The publishers herald this novel as meticulously accurate in its period-detail from the Civil War years, and they hope (a bit too ambitiously, I think) to see it recognized as one of the five best Civil War novels (along with Killer Angels, Gone With the Wind, Red Badge of Courage, and Cold Mountain). And indeed, there are some moments of astute-eye description—as in Taylor’s description of the Rotunda and the quadrangle colonnade buildings and serpentine walls at UVa, or his catalog of medicines of the time, or his description of details in men’s and women’s clothing.
But there are other moments that exceed credulity, as in the idea of a 16-year-old brilliant medical student, or in the gigantic dinner party that a very young Lorrie plans and organizes for 1,200 sick and wounded soldiers and the medical faculty and students at war’s end when Sheridan has already ravaged the Valley and the extravagant foods and wine already would have been unavailable for many months, or in the organizing of a well-costumed medieval joust when there could not have been many horses or young riders around for it.
Still, if you are weary of watching the violence of The Sopranos, here is a novel of domestic tranquility persisting in the midst of savage warfare, and oddly oblivious to it (as are most youngsters away from home for the first time and at college). Any student currently enrolled in medical school as a means of avoiding service in Iraq will be reinforced by embracing this peaceful diversion.
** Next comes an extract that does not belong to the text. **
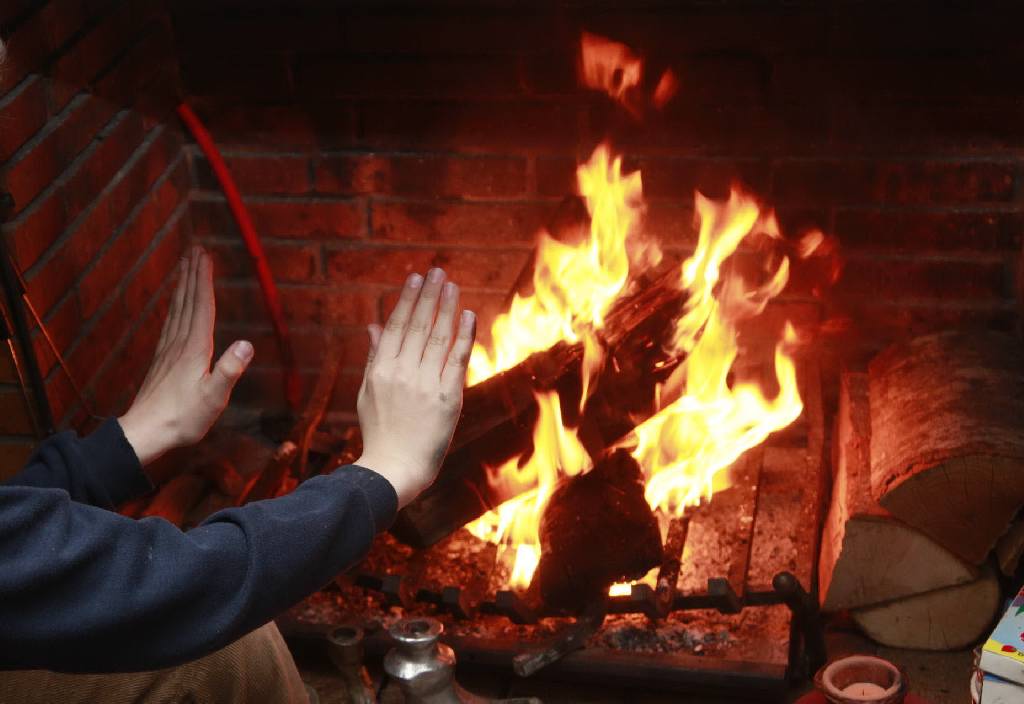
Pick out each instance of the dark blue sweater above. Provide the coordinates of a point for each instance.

Biographical information about Jack Taylor is scant. His jacket-cover photo makes him seem rather young. He may well be a Virginian: although he lives in the San Francisco Bay area and teaches at San Jose State, he holds an MFA degree from UVa. This is his first published novel. It shows a capacity for evolving into a talented writer.
“At its best, historical fiction reveals the truth or reality of the past. Nick Taylor has achieved this in his very fine book. Taylor has chosen to see the Civil War’s human wreckage through the eyes of a young Confederate surgeon at a hospital in Charlottesville, Virginia. The result is a compelling and moving novel.”